Cap: nlp_chunk_cap: 100 — GLiNER is run on up to 100 chunks per document to bound memory and time.


Phase 2: Relation Extraction with LLM

1-Pass vs. Multi-Pass

Cognee's default cognify pipeline uses 3+ LLM passes per chunk (extract entities, then relations, then canonicalize). Barnyard replaces this with a single LLM call per chunk that extracts entity-relation-entity triplets directly:

The model is given the text and asked to extract every subject–predicate–object relationship as JSON. For a sentence like “Tim Cook has served as CEO of Apple since 2011,” it returns triplets such as Tim Cook → leads → Apple, and Tim Cook → has served since → 2011.

Cap: relation_chunk_cap: 50 — only the first 50 chunks are processed for relations, with relation_concurrency: 10 concurrent LLM calls via asyncio semaphore.

Predicate Canonicalization

Raw predicates are immediately canonicalized to prevent graph fragmentation. "leads", "is CEO of", "serves as CEO" all resolve to LEADS.


Phase 3: Compression and Deduplication

Entity Deduplication

Within a single document (ingest-time):

Entity IDs are deterministic: MD5(name.lower() + ":" + label). This means "Apple" appearing in 20 chunks produces exactly one Entity node.

Cross-chunk surface-form clustering via rapidfuzz:

Surface forms are clustered with fuzzy string matching — for example, “Apple Inc” and “Apple” within the same document score highly enough to be merged into a single canonical entity.

Cross-document (memify-time):

cross_document_entity_dedup() runs as the first step of memify_graph_task:

  1. Load all Entity nodes for the user's space from Neo4j
  2. Group by GLiNER label (only compare same-type entities)
  3. Pairwise fuzzy matching within groups
  4. Union-Find clustering: canonical = longest name
  5. Redirect HAS_ENTITY, RELATES_TO, and CanonicalRelation edges to canonical
  6. DETACH DELETE alias entities

Relation Deduplication

CanonicalRelation nodes are deduplicated on (canonical_predicate, from_entity_id, to_entity_id, user_id).
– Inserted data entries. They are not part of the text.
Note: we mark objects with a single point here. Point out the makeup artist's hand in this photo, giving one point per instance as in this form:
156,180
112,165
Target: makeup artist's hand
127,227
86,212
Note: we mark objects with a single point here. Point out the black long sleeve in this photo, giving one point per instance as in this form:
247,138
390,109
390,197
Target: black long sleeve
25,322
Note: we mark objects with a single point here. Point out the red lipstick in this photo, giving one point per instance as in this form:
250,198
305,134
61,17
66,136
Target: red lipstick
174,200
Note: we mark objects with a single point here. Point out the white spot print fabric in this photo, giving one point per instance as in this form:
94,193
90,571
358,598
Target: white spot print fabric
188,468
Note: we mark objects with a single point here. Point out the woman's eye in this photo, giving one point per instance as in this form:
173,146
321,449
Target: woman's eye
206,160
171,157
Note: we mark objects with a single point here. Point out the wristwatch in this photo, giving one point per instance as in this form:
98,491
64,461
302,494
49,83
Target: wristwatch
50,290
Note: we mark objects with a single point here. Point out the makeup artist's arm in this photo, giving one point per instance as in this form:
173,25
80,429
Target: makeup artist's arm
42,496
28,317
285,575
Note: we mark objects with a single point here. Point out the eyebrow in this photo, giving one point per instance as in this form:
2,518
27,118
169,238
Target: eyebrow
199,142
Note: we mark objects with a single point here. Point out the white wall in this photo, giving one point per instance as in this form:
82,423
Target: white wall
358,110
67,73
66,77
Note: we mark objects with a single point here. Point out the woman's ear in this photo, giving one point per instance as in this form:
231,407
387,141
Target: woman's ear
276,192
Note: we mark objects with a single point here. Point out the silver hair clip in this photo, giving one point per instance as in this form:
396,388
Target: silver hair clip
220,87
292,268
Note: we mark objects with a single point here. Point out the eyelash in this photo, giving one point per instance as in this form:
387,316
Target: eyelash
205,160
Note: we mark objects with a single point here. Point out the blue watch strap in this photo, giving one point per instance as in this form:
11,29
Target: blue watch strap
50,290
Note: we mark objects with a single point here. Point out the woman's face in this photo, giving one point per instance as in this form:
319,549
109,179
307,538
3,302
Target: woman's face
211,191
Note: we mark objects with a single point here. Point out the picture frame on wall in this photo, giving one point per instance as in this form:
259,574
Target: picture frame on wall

If the same relation is extracted from two different chunks:

  • The first write creates the CanonicalRelation node
  • The second write adds the raw predicate to raw_predicates: List[str] on the existing node
  • No duplicate nodes are created

Phase 4: RelationStar Pre-Materialization

After entity and relation nodes are stored, extract_graph_task generates one RelationStar per entity — a pre-aggregated summary of all relations in which that entity participates:

For instance, Apple’s RelationStar gathers everything it participates in — acquisitions like Beats and Shazam, its leadership by Tim Cook, its Cupertino headquarters, and the products it makes such as iPhone, Mac, and iPad — into a single summary.

RelationStars are vectorized in Qdrant. A semantic query "companies that own music labels" retrieves Apple's RelationStar because "ACQUIRED (Beats)" is semantically close.

This avoids expensive multi-hop graph traversal at query time: instead of MATCH (a)-[r]-(b) across thousands of edges, the retrieval system finds pre-materialized summaries in milliseconds.


Storage Schema

On the storage side, Neo4j holds the core node types — entities, triplets, canonical relations (each carrying its canonical predicate plus the raw phrases that mapped to it), and RelationStars — every node tagged by user and space. Qdrant holds parallel vector collections for entity names, triplet text, canonical predicates, and the RelationStar summaries and names, enabling semantic search at each level.


Performance Characteristics

OperationConcurrencyCapTypical Time
GLiNER entity extractionSequential per chunk100 chunks2-5 min/doc
LLM relation extraction10 concurrent50 chunks1-3 min/doc
Neo4j + Qdrant writeBatchAll entities30-60s
RelationStar generationSequentialPer entity5-20s total

All operations run in Celery workers on the heavy_llm_queue. Documents are fully available for retrieval after extract_graph_task completes, before memify_graph_task runs.